Combining fine-scale social contact data with epidemic modelling reveals interactions between contact tracing, quarantine, testing and physical distancing for controlling COVID-19
This study has not yet been peer reviewed.
Case isolation and contact tracing can contribute to the control of COVID-19 outbreaks. However, it remains unclear how real-world networks could influence the effectiveness and efficiency of such approaches. To address this issue, we simulated control strategies for SARS-CoV-2 in a real-world social network generated from high resolution GPS data. We found that tracing contacts-of-contacts reduced the size of simulated outbreaks more than tracing of only contacts, but resulted in almost half of the local population being quarantined at a single point in time. Testing and releasing non-infectious individuals led to increases in outbreak size, suggesting that contact tracing and quarantine may be most effective when it acts as a ‘local lockdown’ when contact rates are high. Finally, we estimated that combining physical distancing with contact tracing could enable epidemic control while reducing the number of quarantined individuals. Our approach highlights the importance of network structure and social dynamics in evaluating the potential impact of SARS-CoV-2 control.
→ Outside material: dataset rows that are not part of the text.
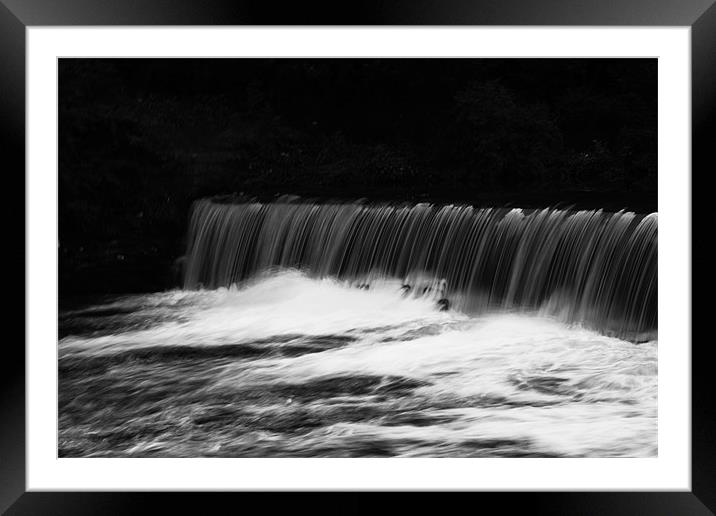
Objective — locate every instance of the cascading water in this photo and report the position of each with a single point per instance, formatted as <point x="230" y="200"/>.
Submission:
<point x="548" y="347"/>
<point x="585" y="266"/>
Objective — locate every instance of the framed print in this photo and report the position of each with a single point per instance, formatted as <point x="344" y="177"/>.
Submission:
<point x="410" y="250"/>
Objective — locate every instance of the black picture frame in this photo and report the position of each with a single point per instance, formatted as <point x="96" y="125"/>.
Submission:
<point x="700" y="15"/>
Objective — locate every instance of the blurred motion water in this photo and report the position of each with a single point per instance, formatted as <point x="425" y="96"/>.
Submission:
<point x="290" y="364"/>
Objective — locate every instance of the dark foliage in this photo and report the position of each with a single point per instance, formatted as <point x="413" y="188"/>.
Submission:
<point x="141" y="139"/>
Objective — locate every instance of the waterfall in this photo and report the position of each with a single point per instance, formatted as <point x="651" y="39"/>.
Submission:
<point x="589" y="267"/>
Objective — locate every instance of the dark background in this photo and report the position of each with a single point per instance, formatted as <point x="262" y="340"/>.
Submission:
<point x="140" y="139"/>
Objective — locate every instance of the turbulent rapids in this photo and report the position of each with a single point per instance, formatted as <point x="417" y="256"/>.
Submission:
<point x="586" y="266"/>
<point x="315" y="330"/>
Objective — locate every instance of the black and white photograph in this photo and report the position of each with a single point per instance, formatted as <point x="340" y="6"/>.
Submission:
<point x="357" y="257"/>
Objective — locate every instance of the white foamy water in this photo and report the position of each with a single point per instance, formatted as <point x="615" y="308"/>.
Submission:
<point x="294" y="366"/>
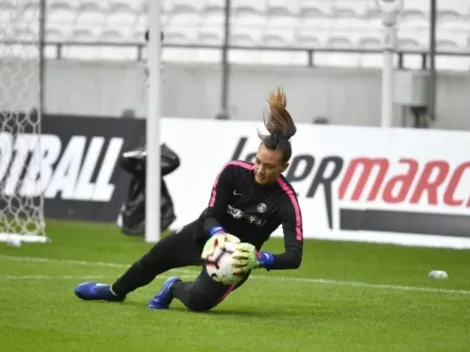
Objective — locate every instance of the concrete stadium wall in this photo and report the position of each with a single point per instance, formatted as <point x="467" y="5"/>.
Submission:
<point x="344" y="96"/>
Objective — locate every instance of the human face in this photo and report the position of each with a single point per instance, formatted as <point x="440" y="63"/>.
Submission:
<point x="268" y="165"/>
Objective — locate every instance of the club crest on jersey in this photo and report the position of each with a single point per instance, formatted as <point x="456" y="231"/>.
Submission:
<point x="238" y="214"/>
<point x="261" y="207"/>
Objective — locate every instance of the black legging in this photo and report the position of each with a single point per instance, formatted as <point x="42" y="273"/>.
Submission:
<point x="175" y="251"/>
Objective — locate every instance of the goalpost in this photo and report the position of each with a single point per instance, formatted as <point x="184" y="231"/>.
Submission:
<point x="153" y="172"/>
<point x="21" y="189"/>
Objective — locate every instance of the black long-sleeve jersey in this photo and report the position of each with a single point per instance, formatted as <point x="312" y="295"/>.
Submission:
<point x="252" y="211"/>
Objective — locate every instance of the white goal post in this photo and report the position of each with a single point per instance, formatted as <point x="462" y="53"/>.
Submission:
<point x="21" y="189"/>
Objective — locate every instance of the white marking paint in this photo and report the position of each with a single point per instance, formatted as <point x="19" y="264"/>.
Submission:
<point x="257" y="277"/>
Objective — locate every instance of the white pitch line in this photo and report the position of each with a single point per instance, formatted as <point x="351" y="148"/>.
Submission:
<point x="64" y="277"/>
<point x="257" y="277"/>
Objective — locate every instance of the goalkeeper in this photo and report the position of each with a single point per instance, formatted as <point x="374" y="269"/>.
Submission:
<point x="247" y="203"/>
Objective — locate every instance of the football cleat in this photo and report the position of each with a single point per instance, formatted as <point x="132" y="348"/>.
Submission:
<point x="164" y="297"/>
<point x="96" y="291"/>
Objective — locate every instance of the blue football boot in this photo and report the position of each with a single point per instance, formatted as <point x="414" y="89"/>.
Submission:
<point x="162" y="299"/>
<point x="96" y="291"/>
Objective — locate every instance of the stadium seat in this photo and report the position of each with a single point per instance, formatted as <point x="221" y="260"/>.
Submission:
<point x="275" y="23"/>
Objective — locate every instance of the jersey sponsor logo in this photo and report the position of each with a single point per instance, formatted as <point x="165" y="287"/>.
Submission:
<point x="239" y="214"/>
<point x="261" y="207"/>
<point x="79" y="169"/>
<point x="361" y="189"/>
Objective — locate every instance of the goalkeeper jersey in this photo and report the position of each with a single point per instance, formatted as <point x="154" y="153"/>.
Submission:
<point x="252" y="212"/>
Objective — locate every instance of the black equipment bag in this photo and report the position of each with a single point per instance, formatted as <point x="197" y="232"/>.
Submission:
<point x="131" y="217"/>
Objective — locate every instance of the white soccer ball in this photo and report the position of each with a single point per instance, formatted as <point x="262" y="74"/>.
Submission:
<point x="219" y="265"/>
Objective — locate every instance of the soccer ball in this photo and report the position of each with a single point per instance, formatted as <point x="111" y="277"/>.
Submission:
<point x="219" y="265"/>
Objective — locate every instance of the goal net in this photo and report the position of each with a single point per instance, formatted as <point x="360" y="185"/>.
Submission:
<point x="21" y="198"/>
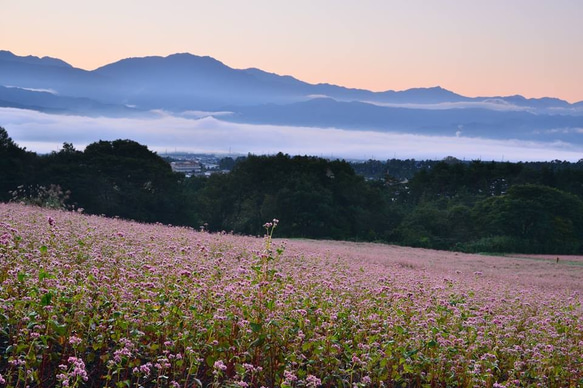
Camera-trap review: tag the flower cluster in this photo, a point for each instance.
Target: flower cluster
(92, 301)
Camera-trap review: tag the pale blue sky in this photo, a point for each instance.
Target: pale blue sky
(495, 47)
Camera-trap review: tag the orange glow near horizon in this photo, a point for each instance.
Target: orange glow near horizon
(494, 48)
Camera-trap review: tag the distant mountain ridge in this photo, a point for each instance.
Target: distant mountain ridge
(185, 82)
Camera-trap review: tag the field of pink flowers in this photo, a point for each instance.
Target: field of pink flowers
(91, 301)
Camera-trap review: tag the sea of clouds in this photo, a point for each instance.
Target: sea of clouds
(201, 133)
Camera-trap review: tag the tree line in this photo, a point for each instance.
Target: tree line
(467, 206)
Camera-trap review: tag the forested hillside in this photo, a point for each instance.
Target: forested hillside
(467, 206)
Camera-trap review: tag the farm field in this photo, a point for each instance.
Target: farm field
(88, 301)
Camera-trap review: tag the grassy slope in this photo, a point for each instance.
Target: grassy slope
(90, 301)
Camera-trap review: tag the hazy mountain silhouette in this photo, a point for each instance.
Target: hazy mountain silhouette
(183, 82)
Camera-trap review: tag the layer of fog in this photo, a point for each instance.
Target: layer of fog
(43, 133)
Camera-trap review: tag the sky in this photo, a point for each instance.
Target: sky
(472, 47)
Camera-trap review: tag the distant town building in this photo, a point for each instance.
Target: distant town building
(188, 167)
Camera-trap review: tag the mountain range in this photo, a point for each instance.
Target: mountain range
(190, 86)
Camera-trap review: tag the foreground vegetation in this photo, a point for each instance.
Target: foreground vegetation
(92, 301)
(450, 205)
Epidemic model predictions of outbreak size and number of people isolated/quarantined under different non-pharmaceutical intervention scenarios in the Haslemere network. A cumulative number of cases, number of people isolated, and number of people quarantined at a given point in time under each scenario. Lines and shaded areas represent median and interquartile range from 1000 simulations. B Example networks from a single simulation of each scenario at day 20 of the outbreak.